Als das Abendessen zu Ende war und fast alle den Saal verließen, blieben nur ich und Lichthofen zurück. Auf den Tellern türmte sich noch immer ein Berg von Essen, weil niemand in dieser angespannten Lage auch nur einen Happen verdrückt hatte.
"Ich war wieder in der Stadt", brachte ich hervor.
"Warum überrascht mich das nicht", kicherte Lichthofen.

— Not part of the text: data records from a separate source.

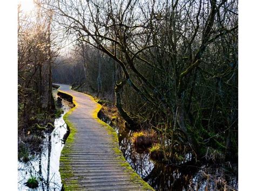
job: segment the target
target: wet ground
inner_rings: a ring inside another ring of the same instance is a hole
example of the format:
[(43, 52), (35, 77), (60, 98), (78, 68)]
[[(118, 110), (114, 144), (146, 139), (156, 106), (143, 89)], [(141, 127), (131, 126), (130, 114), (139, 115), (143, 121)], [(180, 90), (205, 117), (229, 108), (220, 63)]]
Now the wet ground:
[(42, 152), (33, 157), (28, 162), (18, 162), (18, 190), (31, 189), (25, 186), (31, 176), (40, 179), (39, 187), (33, 190), (60, 190), (62, 186), (59, 172), (59, 158), (64, 146), (63, 136), (66, 134), (66, 125), (63, 116), (70, 108), (63, 100), (62, 108), (64, 113), (54, 122), (55, 129), (51, 133), (45, 133)]
[[(99, 118), (111, 125), (118, 135), (120, 149), (132, 168), (157, 190), (237, 190), (237, 165), (226, 163), (196, 166), (187, 162), (167, 165), (154, 162), (147, 151), (134, 147), (132, 132), (126, 128), (112, 125), (107, 117)], [(188, 153), (187, 158), (189, 159)]]

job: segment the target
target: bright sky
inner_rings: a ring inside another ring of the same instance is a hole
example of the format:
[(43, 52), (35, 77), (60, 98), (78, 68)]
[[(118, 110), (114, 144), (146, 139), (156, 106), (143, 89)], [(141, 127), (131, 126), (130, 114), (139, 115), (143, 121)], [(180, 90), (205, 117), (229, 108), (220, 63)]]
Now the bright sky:
[(35, 8), (33, 0), (18, 0), (18, 4), (21, 5), (21, 10), (25, 12), (30, 12)]

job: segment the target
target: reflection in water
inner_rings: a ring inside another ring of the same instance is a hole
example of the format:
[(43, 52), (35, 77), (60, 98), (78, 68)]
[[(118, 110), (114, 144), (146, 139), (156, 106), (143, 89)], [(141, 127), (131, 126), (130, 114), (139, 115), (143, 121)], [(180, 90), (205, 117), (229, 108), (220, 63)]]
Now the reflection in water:
[(206, 165), (197, 166), (191, 162), (191, 153), (187, 154), (184, 162), (178, 165), (154, 164), (146, 151), (137, 153), (138, 151), (136, 150), (130, 138), (132, 136), (130, 131), (113, 126), (111, 120), (102, 113), (99, 117), (117, 132), (120, 149), (132, 168), (156, 190), (238, 189), (237, 174), (230, 173), (231, 164), (229, 169), (227, 165), (212, 167)]
[(60, 190), (62, 186), (59, 172), (60, 152), (64, 146), (63, 137), (66, 133), (66, 125), (63, 115), (70, 108), (62, 106), (64, 113), (55, 119), (55, 129), (50, 134), (45, 133), (43, 148), (28, 162), (18, 162), (18, 188), (19, 190), (31, 190), (25, 185), (31, 176), (40, 178), (39, 187), (35, 190)]

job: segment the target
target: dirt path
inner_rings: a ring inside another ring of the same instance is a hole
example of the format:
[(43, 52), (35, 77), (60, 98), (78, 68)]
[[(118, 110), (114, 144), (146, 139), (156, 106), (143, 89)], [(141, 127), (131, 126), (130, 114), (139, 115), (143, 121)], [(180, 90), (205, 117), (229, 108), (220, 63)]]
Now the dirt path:
[(125, 161), (114, 131), (97, 117), (101, 105), (69, 86), (56, 84), (76, 104), (64, 116), (71, 129), (60, 160), (65, 190), (152, 190)]

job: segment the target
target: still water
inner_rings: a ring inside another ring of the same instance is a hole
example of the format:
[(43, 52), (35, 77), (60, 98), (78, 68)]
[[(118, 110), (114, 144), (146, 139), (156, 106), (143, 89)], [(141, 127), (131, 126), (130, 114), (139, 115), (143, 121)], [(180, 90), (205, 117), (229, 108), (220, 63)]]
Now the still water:
[(31, 176), (40, 178), (39, 187), (33, 190), (60, 190), (62, 184), (59, 172), (60, 152), (64, 146), (63, 137), (67, 132), (63, 116), (70, 108), (63, 103), (64, 114), (54, 122), (55, 129), (51, 133), (45, 133), (43, 149), (26, 163), (18, 162), (18, 190), (31, 190), (25, 186)]

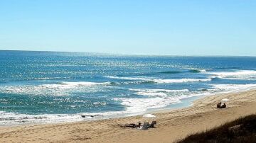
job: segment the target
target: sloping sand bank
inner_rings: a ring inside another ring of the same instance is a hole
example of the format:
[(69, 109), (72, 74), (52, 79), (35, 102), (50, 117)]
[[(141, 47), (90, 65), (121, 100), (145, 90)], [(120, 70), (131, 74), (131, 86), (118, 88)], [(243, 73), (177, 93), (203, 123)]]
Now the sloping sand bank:
[[(228, 98), (228, 108), (216, 103)], [(69, 123), (0, 127), (1, 142), (173, 142), (240, 116), (256, 113), (256, 90), (207, 96), (189, 108), (165, 110), (156, 115), (156, 128), (120, 127), (125, 123), (151, 121), (142, 116)]]

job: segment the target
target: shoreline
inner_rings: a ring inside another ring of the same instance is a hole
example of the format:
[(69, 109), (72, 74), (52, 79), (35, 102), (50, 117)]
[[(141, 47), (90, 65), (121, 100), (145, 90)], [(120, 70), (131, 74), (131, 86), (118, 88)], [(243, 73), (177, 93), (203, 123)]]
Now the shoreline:
[[(222, 98), (229, 98), (228, 108), (217, 109)], [(1, 126), (3, 142), (171, 142), (193, 132), (210, 129), (240, 116), (256, 113), (256, 89), (207, 96), (189, 107), (152, 111), (154, 119), (142, 115), (72, 122)], [(218, 116), (218, 115), (221, 115)], [(120, 125), (157, 121), (156, 128), (140, 130)]]

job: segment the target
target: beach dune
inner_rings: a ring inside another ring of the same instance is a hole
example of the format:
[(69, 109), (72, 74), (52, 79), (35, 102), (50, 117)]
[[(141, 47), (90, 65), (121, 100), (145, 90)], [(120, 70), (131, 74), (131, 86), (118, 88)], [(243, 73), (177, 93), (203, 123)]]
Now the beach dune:
[[(228, 108), (216, 108), (222, 98)], [(188, 108), (161, 110), (156, 128), (121, 127), (126, 123), (151, 121), (142, 115), (95, 121), (0, 127), (1, 142), (174, 142), (241, 116), (256, 113), (256, 90), (207, 96)]]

Es war komisch die Geräusche eines erwachsenen Mannes mit 'kichern' zu umschreiben, aber bei Lichthofen passte es, wie die Faust aufs Auge.
"Selina, ich weiß wie es dort aussieht ich...", er stockte, "was ich sagen will ist, dass ich dir helfe, bei was auch immer du vorhast"
Erleichterung schoss in mir hoch. Alles schien einfacher, solange man einen treuen Freund an seiner Seite hatte. Ein Freund, der selbst einen möglichen Königssturz mit dir durchführen würde. Wie lieb ich Lichthofen doch hatte.
"Danke. Heute im Dorf hab ich mit ein paar Einwohnern geredet und was hältst du von einem Parlament mit Abgeordneten aus dem Volk, die dem Adel zur Seite stehen?"
"Oh... Das ist eine große Sache, aber du könntest Recht haben. Die meisten Problem können wir so lösen"
"Und was machen wir mit dem Problem, das sich König nennt?"
Es war mir einfach so rausgerutscht. Und wär außer uns jemand anderes im Raum gewesen, hätte ich es von der ersten Sekunde an bereut. Doch vor Lichthofen brauchte ich keine Angst zu haben. Ich war mir ziemlich sicher, dass er meine Meinung teilte. Nur warum ihn mein Vater nicht längst gefeuert hatte, war mir ein Rätsel. Wahrscheinlich weil sie sich schon seit Ewigkeiten kannten oder vielleicht gerade weil Lichthofen einer anderen Meinung war als er, denn so konnte er das perfekte Mittelmaß finden.
"Selina, er ist immerhin noch dein Vater", sagte Lichthofen mahnend aber noch lange nicht tadelnd.
"Ich weiß und wahrscheinlich ist genau das ein Problem. Er gehört zu meiner Familie, was es schwer macht ihn zu hassen. Wenn ich ihn hassen würde, wäre es bei weitem einfacher, mich gegen ihn zu stellen"
Ich stützte meinen Kopf verzweifelt in meinen Händen ab. Um uns herum fingen die Dienstmädchen an das dreckige Geschirr abzuräumen, um es in der Küche spülen zu lassen. Ich wünschte jemand könnte auch meine Gedanken mal kräftig abwaschen. Ich konnte mir zwar schon denken, dass mich Lichthofen erneut mit einer Weisheit belehren würde, jedoch hatte ich trotzdem kein Stück damit gerechnet.
"Ein Soldat kämpft nicht, weil er hasst, was vor ihm steht, sondern weil er liebt, was hinter ihm steht."